‘A Very Provocative Collection’: How Art Addiction at Lehman Brothers Helped Spark the 2008 Financial Crisis
Hey, remember how art helped bring down the world financial system in 2008?
The 10-year anniversary of the momentous collapse of Lehman Brothers has pundits speculating aloud about whether we learned anything, and what might precipitate the next crisis. So we might as well take the moment to remember the unfortunate bit part that art played in this era-defining disaster.
Former Lehman vice president Lawrence McDonald made this argument in his 2009 book A Colossal Failure of Common Sense: The Inside Story of the Collapse of Lehman Brothers. In essence, he contends that a culture of excess among top executives, obsessed with status and its trappings, disconnected leadership from the daily problems of the firm and led them to place short-term profits above all.
As McDonald wrote for CNBC back in 2009, summarizing his case:
Lehman’s most talented people were horrified as they came to understand that [CEO Richard] Fuld and his cronies had a deep dark secret: They neither understood Lehman’s business, nor the depth of its distress–and they didn’t want their ignorance exposed.

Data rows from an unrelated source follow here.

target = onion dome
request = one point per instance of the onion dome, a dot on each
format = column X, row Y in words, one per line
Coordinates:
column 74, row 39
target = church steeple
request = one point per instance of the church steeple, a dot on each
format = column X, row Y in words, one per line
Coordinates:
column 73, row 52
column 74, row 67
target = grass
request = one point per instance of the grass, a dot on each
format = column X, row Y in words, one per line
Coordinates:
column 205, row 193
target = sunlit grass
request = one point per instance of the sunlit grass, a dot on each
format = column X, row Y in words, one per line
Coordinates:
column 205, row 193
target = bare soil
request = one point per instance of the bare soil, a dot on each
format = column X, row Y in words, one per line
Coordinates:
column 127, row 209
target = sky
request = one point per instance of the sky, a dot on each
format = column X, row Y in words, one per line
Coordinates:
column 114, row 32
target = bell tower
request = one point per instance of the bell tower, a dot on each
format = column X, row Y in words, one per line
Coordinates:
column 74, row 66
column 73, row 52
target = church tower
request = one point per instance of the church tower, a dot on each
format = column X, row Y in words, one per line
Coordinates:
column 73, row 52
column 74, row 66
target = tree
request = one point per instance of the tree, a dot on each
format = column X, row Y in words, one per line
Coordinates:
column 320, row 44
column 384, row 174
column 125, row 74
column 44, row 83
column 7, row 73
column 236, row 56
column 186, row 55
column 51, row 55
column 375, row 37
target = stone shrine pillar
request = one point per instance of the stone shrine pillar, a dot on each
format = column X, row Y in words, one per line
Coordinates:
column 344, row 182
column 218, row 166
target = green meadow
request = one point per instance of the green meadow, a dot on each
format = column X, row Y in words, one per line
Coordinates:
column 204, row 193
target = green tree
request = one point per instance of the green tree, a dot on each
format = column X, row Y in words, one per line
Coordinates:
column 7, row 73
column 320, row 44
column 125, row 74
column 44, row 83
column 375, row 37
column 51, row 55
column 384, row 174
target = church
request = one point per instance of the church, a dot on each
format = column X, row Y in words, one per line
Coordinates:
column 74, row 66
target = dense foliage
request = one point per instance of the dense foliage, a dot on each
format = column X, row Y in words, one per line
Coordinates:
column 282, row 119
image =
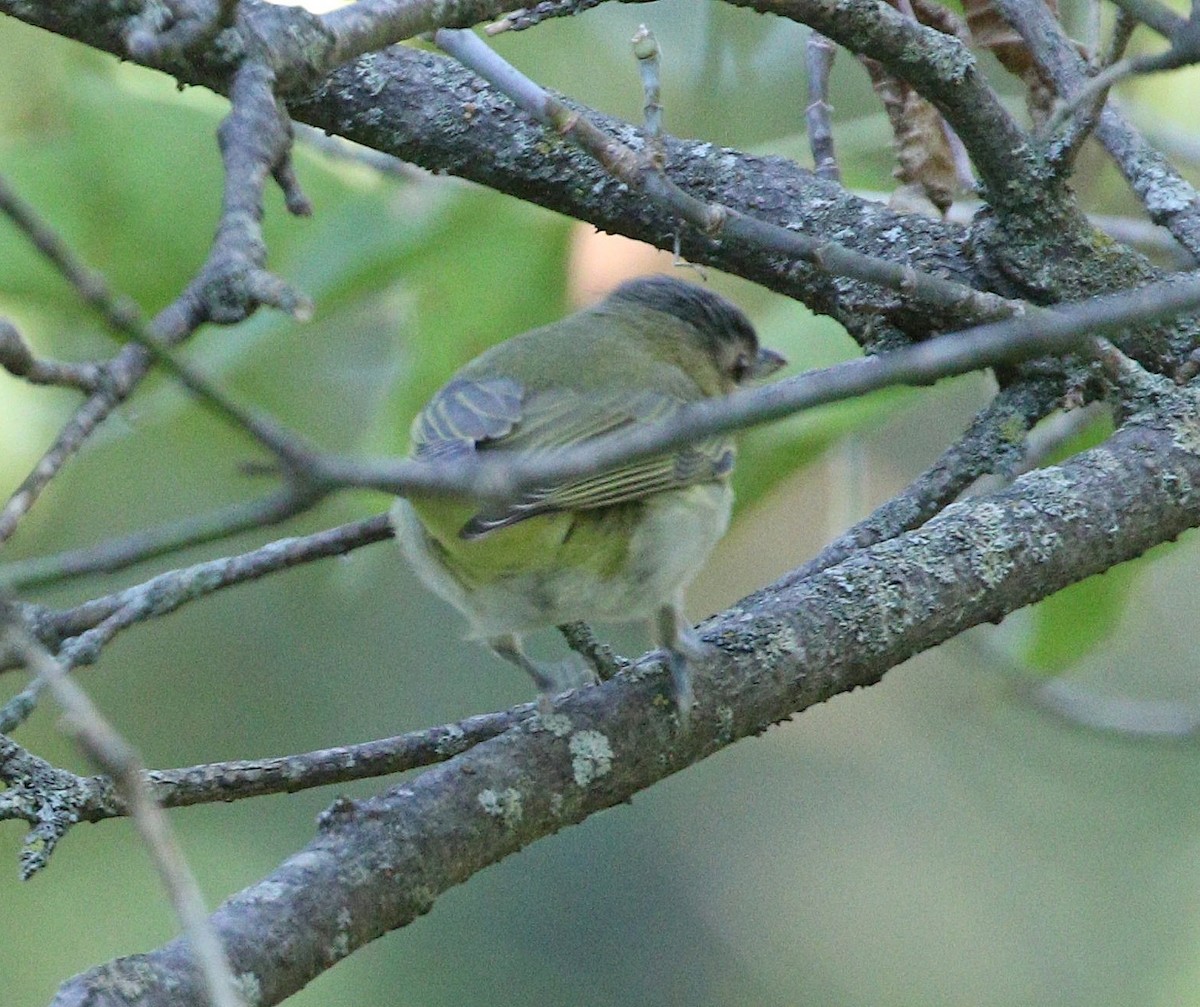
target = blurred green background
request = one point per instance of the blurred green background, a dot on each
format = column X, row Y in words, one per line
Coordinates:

A fair and logical question you might have: If Lehman’s top executives were not minding the store then what on earth were they doing?
Well how about keeping a sharp eye on the firm’s art collection? Not to mention Dick Fuld’s personal art collection worth more than $200 million at the top of the market. The 31st floor at Lehman Brothers looked more like a Sotheby’s art collection center than the nerve center of what had become a $750 billion hedge fund, which is exactly what Lehman had become by the summer of 2007…

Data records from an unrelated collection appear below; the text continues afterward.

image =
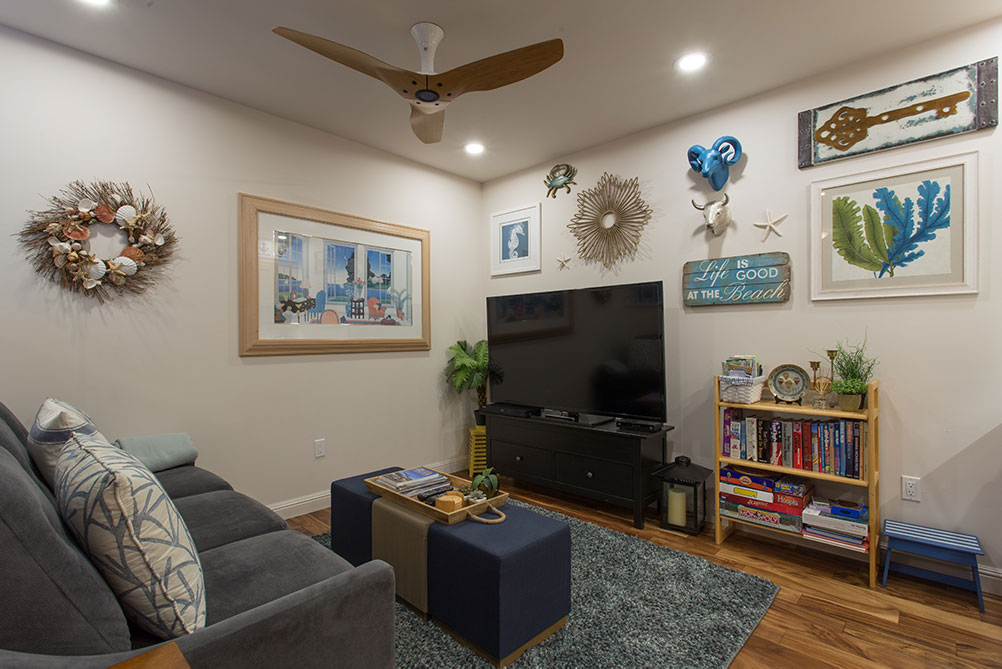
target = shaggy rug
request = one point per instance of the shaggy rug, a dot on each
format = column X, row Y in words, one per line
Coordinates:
column 633, row 604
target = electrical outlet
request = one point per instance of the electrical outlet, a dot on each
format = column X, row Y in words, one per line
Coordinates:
column 910, row 489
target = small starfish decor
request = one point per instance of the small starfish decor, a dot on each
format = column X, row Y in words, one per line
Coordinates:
column 771, row 224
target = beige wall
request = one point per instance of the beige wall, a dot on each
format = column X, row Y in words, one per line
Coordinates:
column 167, row 362
column 939, row 367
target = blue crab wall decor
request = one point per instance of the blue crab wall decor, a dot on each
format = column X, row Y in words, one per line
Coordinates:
column 713, row 162
column 561, row 176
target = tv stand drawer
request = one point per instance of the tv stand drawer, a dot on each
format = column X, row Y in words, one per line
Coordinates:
column 517, row 459
column 600, row 476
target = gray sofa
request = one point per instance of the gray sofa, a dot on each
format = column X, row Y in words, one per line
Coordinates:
column 275, row 598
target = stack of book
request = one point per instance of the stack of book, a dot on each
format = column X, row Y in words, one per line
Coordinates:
column 769, row 500
column 416, row 482
column 830, row 447
column 838, row 523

In 2010, on the second anniversary of the collapse, big parts of Lehman Brothers’s corporate art collection actually did go to Sotheby’s to raise funds for its many creditors. The top lots were paintings by Julie Mehretu and Liu Ye, which went for $1 million and $960,000, respectively, followed by works from Mark Grotjahn, Neo Rauch, Gerhard Richter, John Baldessari, Olafur Eliasson, Glenn Ligon, Fang Lijun, and John Currin. It raised $12 million in all.

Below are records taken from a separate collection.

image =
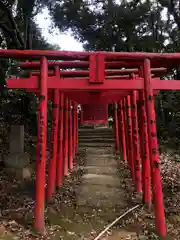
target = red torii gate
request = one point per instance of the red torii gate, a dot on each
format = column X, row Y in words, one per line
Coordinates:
column 66, row 88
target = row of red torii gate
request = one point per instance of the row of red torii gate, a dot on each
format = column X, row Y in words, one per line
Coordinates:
column 94, row 80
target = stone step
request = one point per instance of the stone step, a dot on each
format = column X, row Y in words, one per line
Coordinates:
column 96, row 196
column 96, row 136
column 96, row 140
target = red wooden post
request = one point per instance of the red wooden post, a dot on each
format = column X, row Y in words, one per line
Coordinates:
column 66, row 133
column 136, row 147
column 116, row 125
column 60, row 155
column 70, row 137
column 41, row 160
column 126, row 130
column 74, row 127
column 123, row 136
column 54, row 144
column 144, row 143
column 129, row 135
column 154, row 152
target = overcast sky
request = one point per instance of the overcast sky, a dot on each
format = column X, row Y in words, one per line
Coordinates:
column 65, row 41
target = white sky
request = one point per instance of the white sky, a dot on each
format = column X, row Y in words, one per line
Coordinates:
column 65, row 41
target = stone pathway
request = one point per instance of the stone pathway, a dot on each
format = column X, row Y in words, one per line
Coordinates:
column 100, row 189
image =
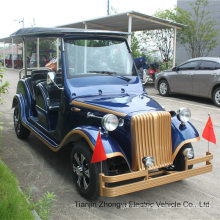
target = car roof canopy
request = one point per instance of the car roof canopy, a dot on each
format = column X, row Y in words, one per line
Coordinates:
column 43, row 32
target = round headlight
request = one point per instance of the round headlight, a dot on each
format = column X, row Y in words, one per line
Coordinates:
column 189, row 153
column 110, row 122
column 148, row 161
column 184, row 114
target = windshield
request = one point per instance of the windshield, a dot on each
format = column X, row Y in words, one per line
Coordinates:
column 98, row 56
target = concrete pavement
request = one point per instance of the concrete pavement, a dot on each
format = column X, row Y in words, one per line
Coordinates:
column 38, row 167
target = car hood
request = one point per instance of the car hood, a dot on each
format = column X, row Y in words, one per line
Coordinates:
column 119, row 104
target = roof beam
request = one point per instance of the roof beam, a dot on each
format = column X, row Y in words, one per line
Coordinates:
column 153, row 21
column 106, row 27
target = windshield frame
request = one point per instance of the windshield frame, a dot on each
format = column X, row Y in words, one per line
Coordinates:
column 96, row 37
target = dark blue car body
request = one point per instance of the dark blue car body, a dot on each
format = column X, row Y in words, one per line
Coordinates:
column 60, row 124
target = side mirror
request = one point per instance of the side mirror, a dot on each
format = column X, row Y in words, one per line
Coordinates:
column 175, row 68
column 50, row 77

“It was a very provocative collection,” a Sotheby’s specialist said at the time.
(In Europe, Christie’s did the honors, raising about $2.5 million in a Lehman Bros. “Artwork and Ephemera” sale.)
All this is a footnote to the whole mess, of course. And it’s hard to say how seriously to take McDonald’s charge that executives’ preoccupation with gaining entry into “the $200 billion art club” played a role in causing them to take their eyes off of the ball. As a former Lehman VP himself, he has every reason to shift blame.
In The Weekend That Changed Wall Street, financial journalist Maria Bartiromo quotes an unnamed defender from Lehman, responding to McDonald’s charges: “To say Dick [Fuld] was not engaged is nonsense. Leading up to mid-September, he was working around the clock to save the firm.”
Still, Fuld was preoccupied enough with his art collecting that in August 2008—just when Lehman Brothers was already deep enough in crisis that it announced it would lay off 1,500 employees—he and his wife, Kathy Fuld, secured a $20 million auction guarantee from Christie’s to sell a suite of 16 drawings from their spectacular collection of modern art.
That sale took place in November of the same year, as the Treasury and Federal Reserve were cobbling together emergency rescue programs to save large swaths of the economy from being destroyed by the fallout of the Lehman Brothers crisis. The Fulds’ trove of pieces by Arshile Gorky, Barnett Newman, and Agnes Martin fetched $13.5 million.
Unsurprisingly in those circumstances, the total was a disappointment. It came in below the auction house’s low estimate of $15 million, and well below that $20 million guarantee—proving that Fuld had at least done a killer job in those final, frenzied months of looking out for himself, if not for the company that he had driven into the abyss.